La moralidad del presidente es de contentillo, se aplica de acuerdo a la coyuntura política, y con frecuencia, con un ojo cerrado a los excesos, abusos e inmoralidades de su círculo cercano.
¿Por qué no califica de inmoral las actividades en las cuales dos de sus hermanos recibieron dinero en efectivo de manos de grupos políticos y empresariales en tiempos de campaña electoral y en franca violación a la ley? Eso no es inmoral, es un acto de compromiso partidario.
¿Por qué no juzga con la misma mirada impoluta y santificadora a su secretaria de Educación, Delfina Gómez, quien descontó ilegalmente cuotas –diezmos– a los trabajadores del municipio de Texcoco, cuando ella ocupaba la presidencia municipal?
Eso no es inmoral a los ojos del presidente, porque esa funcionaria, en su obtusa comprensión, colaboró con la campaña a la presidencia y no se embolsó –él piensa– un solo céntimo. Quitarle dinero a los trabajadores de un municipio no es inmoral, porque contribuye a la construcción del monumento a su ficticia transformación.
La moralidad presidencial es de plastilina, se moldea y ajusta a las necesidades del momento.
No es inmoral que su entonces secretaria de Gobernación, exministra de la Corte, le diga en privado a un gobernador tramposo que su intento por violar la ley es perfectamente válido y legítimo.
No es inmoral que el presidente ejerza presión sobre la Suprema Corte para obtener fallos y dictámenes favorables a sus políticas.

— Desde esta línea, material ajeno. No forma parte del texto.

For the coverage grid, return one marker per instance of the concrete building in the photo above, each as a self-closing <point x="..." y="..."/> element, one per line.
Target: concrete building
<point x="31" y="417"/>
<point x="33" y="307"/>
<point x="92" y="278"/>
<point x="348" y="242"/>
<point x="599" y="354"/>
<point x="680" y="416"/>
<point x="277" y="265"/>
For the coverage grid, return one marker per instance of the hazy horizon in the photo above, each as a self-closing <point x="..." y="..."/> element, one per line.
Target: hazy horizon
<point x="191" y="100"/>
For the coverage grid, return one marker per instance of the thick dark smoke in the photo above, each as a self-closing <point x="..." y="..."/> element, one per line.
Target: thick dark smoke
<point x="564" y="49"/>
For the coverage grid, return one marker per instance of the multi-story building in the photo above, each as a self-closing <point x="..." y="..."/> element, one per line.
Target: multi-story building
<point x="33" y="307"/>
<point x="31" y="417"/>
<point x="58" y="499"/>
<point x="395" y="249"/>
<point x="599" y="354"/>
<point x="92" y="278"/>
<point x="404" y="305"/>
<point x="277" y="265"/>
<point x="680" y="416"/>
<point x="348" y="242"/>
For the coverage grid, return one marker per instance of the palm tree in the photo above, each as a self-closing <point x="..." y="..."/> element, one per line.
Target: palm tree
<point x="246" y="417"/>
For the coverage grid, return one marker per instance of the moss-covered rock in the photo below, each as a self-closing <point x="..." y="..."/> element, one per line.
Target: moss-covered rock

No es inmoral tampoco que presida la Comisión Nacional de Derechos Humanos su amiga e incondicional colaboradora, quien en los hechos ha eliminado a la propia Comisión de la vida pública.
Decía Gonzalo N. Santos, el cacique priista potosino en formativa lección a su hijo –según sus propias memorias– que la “moral es un árbol que da moras”.
Esa es la moralidad en el alma priista de López Obrador, una que se adapta a la coyuntura política, que se aplica con rigurosa verticalidad cuando se trata de detractores o contendientes, pero que se hace porosa y flexible cuando se aplica a los propios, a los cercanos, a los aliados y amigos.
Dos gobernadores de su círculo cercano –Morena y aliados–, Cuitláhuac García de Veracruz y Cuauhtémoc Blanco de Morelos, fueron fotografiados en días recientes en reuniones con representantes de grupos criminales. Eso no es inmoral, es un ataque de los conservadores. De hecho mereció el respaldo del presidente: “estamos contigo, Cuitláhuac”.
El padre de la moralidad es un prestidigitador que engaña a la ciudadanía colocándose sobre el pedestal de una historia impoluta, cuando en la realidad es un político como cualquier otro, que ha tenido que pactar con el crimen, permitir abusos y excesos, cerrar los ojos ante la corrupción. A tres años de su gobierno, su fiscal consentido y leal colaborador, no tiene una sola sentencia por corrupción. Esa es la moralidad de este gobierno, la del discurso y la verborrea incesante.